Shareholders of General Cooperative Insurance (GGI) have approved a recommendation by the board of directors for the insurer to continue its operations after its accumulated losses exceeded half of its SAR300m ($80m) paid-up capital.
GGI said that its accumulated losses reached SAR223.02m, representing 74% of its paid-up capital, as of 30 September 2025.
The approval was given at an extraordinary general assembly on 18 January 2026, the insurer said in a statement on the Saudi Stock Exchange (Tadawul).
Shareholders also approved delegating the board to address the accumulated losses as it had previously recommended.
In July 2025, the board resolved to:
(1) reaffirm its recommendation to continue with the implementation of corrective action plans and intensive efforts to improve pricing and optimise costs;
(2) consider all other potential measures, including but not limited to a capital increase (whether through a new rights issuance to existing shareholders or through a new share issuance with the suspension of pre-emptive rights to new strategic investors or existing shareholders).
Other measures included reducing general and administrative expenses and developing sales through digital channels to improve cost efficiency.

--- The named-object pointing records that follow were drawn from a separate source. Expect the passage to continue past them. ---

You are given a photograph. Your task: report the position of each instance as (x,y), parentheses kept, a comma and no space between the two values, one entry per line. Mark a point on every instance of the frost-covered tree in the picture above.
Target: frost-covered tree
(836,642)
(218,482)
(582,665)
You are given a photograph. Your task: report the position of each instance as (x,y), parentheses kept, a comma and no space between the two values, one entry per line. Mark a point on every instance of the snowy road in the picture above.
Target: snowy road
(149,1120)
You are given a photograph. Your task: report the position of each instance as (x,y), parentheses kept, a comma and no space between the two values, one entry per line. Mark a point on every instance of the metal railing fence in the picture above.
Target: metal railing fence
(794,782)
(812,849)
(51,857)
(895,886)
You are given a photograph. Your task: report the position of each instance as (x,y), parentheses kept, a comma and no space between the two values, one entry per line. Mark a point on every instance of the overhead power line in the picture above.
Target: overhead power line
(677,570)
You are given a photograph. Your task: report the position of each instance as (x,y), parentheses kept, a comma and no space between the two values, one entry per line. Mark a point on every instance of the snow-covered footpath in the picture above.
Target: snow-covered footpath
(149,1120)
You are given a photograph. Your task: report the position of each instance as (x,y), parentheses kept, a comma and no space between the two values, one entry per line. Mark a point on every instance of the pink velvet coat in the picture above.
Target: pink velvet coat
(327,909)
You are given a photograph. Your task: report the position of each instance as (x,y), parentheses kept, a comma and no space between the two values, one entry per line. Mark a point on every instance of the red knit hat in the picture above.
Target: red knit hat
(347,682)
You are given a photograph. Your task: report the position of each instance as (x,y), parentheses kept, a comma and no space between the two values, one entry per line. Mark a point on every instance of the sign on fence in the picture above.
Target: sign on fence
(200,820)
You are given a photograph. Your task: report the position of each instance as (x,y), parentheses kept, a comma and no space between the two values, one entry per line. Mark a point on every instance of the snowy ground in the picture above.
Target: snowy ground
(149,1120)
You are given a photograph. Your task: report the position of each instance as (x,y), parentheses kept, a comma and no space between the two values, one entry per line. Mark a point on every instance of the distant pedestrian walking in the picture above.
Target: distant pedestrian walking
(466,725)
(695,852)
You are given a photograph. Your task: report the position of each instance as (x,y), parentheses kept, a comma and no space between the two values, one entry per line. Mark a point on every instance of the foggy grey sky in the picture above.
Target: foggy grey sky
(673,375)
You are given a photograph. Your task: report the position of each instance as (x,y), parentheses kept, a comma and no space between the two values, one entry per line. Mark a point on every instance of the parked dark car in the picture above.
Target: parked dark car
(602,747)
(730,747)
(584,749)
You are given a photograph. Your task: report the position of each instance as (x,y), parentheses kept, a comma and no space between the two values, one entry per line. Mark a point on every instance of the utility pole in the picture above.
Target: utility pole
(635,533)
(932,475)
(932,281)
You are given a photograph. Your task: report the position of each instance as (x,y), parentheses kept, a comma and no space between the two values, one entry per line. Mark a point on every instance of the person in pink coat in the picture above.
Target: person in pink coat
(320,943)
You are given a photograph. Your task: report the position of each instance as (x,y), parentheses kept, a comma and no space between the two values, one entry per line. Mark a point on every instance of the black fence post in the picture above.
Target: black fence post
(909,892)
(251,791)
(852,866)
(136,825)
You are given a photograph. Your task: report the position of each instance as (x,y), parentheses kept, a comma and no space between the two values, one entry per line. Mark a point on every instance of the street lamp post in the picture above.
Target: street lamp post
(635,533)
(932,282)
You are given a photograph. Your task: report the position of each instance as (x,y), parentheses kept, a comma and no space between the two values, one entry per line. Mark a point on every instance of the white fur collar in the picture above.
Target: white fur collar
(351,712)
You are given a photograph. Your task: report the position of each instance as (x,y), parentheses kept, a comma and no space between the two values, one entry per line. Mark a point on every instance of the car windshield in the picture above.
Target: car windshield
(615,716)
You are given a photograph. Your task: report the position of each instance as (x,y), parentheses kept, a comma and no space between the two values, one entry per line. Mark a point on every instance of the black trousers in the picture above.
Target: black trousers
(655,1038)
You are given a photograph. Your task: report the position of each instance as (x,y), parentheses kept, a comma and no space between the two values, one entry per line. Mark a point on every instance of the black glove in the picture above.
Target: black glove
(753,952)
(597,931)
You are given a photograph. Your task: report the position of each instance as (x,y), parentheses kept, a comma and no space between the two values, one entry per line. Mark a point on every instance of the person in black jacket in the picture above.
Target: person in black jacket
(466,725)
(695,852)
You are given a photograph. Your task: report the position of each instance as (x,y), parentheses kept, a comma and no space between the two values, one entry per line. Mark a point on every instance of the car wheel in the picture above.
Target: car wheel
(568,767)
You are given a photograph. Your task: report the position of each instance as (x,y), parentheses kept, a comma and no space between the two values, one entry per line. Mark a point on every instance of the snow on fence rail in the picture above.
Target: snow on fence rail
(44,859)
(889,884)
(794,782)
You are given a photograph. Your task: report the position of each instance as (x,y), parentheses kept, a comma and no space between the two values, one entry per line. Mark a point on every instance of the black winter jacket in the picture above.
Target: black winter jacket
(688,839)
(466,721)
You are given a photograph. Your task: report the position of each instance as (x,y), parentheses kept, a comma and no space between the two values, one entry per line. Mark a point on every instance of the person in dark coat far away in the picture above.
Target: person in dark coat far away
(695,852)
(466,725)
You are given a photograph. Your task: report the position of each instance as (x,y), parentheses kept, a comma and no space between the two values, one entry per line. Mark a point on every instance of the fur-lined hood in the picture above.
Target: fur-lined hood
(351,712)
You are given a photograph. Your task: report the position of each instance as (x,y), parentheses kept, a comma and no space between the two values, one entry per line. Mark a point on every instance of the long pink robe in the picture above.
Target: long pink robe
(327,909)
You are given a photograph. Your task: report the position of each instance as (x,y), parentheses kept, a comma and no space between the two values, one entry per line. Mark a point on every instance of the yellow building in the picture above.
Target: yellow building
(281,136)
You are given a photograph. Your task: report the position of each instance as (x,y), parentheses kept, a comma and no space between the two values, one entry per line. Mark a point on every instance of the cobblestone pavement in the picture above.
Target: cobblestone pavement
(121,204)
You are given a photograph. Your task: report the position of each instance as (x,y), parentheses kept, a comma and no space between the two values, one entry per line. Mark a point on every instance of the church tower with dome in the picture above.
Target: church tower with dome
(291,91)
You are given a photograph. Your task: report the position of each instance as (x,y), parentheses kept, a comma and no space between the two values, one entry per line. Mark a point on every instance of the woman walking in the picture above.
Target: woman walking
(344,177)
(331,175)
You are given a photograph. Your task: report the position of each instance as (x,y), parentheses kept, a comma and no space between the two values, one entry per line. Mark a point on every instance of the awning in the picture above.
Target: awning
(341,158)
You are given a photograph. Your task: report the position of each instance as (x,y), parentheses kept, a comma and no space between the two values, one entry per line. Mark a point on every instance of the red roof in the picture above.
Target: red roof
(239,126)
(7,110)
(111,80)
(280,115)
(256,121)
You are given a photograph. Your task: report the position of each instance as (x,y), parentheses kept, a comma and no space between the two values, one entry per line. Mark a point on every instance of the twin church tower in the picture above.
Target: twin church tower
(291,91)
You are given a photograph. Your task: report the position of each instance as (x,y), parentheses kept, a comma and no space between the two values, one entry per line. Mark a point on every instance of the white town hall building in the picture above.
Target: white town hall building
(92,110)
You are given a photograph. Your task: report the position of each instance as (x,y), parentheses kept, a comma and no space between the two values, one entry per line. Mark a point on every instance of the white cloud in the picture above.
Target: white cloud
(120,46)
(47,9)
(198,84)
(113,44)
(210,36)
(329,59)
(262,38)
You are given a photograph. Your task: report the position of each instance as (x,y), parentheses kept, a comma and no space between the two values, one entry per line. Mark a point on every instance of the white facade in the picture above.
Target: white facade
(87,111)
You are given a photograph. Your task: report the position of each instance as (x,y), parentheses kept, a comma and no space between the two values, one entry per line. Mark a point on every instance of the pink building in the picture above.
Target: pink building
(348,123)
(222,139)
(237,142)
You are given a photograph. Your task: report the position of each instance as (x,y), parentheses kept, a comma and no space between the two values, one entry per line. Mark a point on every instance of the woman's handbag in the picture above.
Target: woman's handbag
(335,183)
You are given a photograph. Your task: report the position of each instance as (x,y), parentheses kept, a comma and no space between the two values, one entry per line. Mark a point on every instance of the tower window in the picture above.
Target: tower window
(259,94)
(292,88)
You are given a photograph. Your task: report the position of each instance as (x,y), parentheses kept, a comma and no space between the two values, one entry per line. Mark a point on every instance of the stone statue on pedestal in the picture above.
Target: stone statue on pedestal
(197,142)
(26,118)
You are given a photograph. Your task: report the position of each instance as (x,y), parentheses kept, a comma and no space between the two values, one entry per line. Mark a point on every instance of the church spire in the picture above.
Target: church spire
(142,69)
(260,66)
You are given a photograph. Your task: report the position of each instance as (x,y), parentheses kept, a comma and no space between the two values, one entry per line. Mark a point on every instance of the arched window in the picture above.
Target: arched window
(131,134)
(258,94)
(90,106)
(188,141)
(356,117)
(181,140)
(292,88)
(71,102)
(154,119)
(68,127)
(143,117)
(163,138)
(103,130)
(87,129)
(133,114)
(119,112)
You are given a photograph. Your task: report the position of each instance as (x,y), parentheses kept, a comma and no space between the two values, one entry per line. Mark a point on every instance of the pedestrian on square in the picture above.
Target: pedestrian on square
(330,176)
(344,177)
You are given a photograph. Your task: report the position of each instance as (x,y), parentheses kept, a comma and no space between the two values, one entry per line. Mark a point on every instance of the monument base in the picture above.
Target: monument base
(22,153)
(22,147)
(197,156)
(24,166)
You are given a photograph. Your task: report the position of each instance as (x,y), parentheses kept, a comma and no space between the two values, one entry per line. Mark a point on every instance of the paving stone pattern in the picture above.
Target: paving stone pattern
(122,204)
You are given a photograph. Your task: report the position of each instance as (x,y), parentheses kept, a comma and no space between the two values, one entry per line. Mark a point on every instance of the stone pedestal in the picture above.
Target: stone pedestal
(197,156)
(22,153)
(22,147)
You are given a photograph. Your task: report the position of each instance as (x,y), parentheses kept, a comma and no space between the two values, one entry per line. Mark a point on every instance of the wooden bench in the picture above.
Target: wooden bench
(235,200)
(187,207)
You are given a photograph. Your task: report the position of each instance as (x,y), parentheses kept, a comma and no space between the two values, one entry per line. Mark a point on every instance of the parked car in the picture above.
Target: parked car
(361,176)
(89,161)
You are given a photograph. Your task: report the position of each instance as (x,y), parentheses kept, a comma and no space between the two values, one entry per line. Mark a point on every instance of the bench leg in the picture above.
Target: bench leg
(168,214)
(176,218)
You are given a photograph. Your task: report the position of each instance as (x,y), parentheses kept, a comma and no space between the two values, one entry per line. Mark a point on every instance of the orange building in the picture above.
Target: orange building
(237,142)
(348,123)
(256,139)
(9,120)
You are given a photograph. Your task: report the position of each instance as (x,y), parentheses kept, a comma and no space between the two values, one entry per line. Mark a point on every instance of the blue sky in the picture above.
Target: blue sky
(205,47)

Capital reduction exercise
GGI undertook a capital reduction exercise in 2024 when the share capital of the company was slashed from SAR500m to SAR300m. The reduction of SAR200m was used to write off accumulated losses of the company. Last June, the board proposed another capital reduction exercise, which will involve writing off an amount of SAR162.1m from accumulated losses. The proposal was for the capital reduction to be effected through the cancellation of 16,211,800 shares, or by a value of 54.04% for each share.
Offer
In November 2025, GGI announced the execution of a non-binding offer (NBO) by BlueFive Investments Holding to subscribe to new cash shares in the insurer by way of a capital increase with the suspension of pre-emptive rights.
The NBO will terminate at the earlier of i) the time the definitive agreements are executed between the two parties; or ii) two months from 24 November 2025 (or such later date as extended by written agreement of both parties); or iii) the parties mutually deciding to conclude discussions in respect of the proposed transaction.